Now, I’m no master baker. But one recipe that consistently comes together successfully and with very little effort is my famous vegan banana bread. I’ve tweaked it slightly over the years, reducing the amount of sugar and oil without compromising on taste.
The secret is in the cinnamon and nutmeg. Trust me, your home will smell so good when you make this.
Now, it’s your choice – eat it while it’s warm or leave to cool? Either way, you won’t be able to stop at just one slice.
The Best Vegan Banana Bread
- Preparation: 10 minutes
- Cooking: 1 hour 10 minutes
- Total: 1 hour 20 minutes
- 4 ripe bananas
- 3 cups of self-raising flour
- 2 teaspoons of ground cinnamon
- 1 teaspoon of ground nutmeg
- 1 cup of dark brown sugar
- 2 teaspoons of baking powder
- 1 teaspoon of baking soda
- 1 400ml tin of coconut milk
- 1/2 cup of sunflower oil
- Preheat the oven to 200°C.
- Mix the dry ingredients (flour, cinnamon, nutmeg, brown sugar, baking powder and baking soda) together in a large bowl. Set aside.

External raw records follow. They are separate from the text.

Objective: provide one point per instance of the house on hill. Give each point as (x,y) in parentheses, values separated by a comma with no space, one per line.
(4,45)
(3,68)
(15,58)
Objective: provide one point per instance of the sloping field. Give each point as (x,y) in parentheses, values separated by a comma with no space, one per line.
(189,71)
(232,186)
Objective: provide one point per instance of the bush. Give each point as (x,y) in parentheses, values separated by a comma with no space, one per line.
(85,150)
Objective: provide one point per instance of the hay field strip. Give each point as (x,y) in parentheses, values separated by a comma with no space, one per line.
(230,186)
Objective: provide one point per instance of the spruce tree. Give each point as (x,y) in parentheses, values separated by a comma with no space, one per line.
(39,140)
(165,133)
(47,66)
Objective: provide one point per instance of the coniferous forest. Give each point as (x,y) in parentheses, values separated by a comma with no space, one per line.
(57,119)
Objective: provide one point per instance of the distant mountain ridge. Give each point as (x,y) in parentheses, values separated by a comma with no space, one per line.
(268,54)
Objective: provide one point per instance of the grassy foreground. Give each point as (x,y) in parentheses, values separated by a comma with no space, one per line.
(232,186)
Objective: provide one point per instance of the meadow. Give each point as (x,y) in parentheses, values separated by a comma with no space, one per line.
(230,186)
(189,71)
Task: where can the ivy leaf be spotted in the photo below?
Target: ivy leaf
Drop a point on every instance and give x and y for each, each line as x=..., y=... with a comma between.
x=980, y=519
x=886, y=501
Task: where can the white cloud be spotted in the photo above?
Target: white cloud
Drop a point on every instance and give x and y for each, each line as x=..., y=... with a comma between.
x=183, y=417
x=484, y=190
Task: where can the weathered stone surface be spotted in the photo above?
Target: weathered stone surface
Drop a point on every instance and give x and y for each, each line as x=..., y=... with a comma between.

- In a separate bowl, take 3 of the bananas and mash them well.
- Mix together the mashed bananas, sunflower oil and coconut milk.
- Add the liquid mixture to the dry ingredients and stir until just combined. Pour the batter into the loaf tin, filling it almost to the top.
- Take the remaining banana and slice it lengthways. Arrange both slices on top of the mixture.
- Place in the oven and bake for 1 hour and 10 minutes. Remove and leave to cool.
You can also adapt this recipe to make the most delicious banana muffins! Simply pour the batter into lined muffin tins, bake for 35 minutes and you’ve got a week’s worth of snacks that you can eat on the go.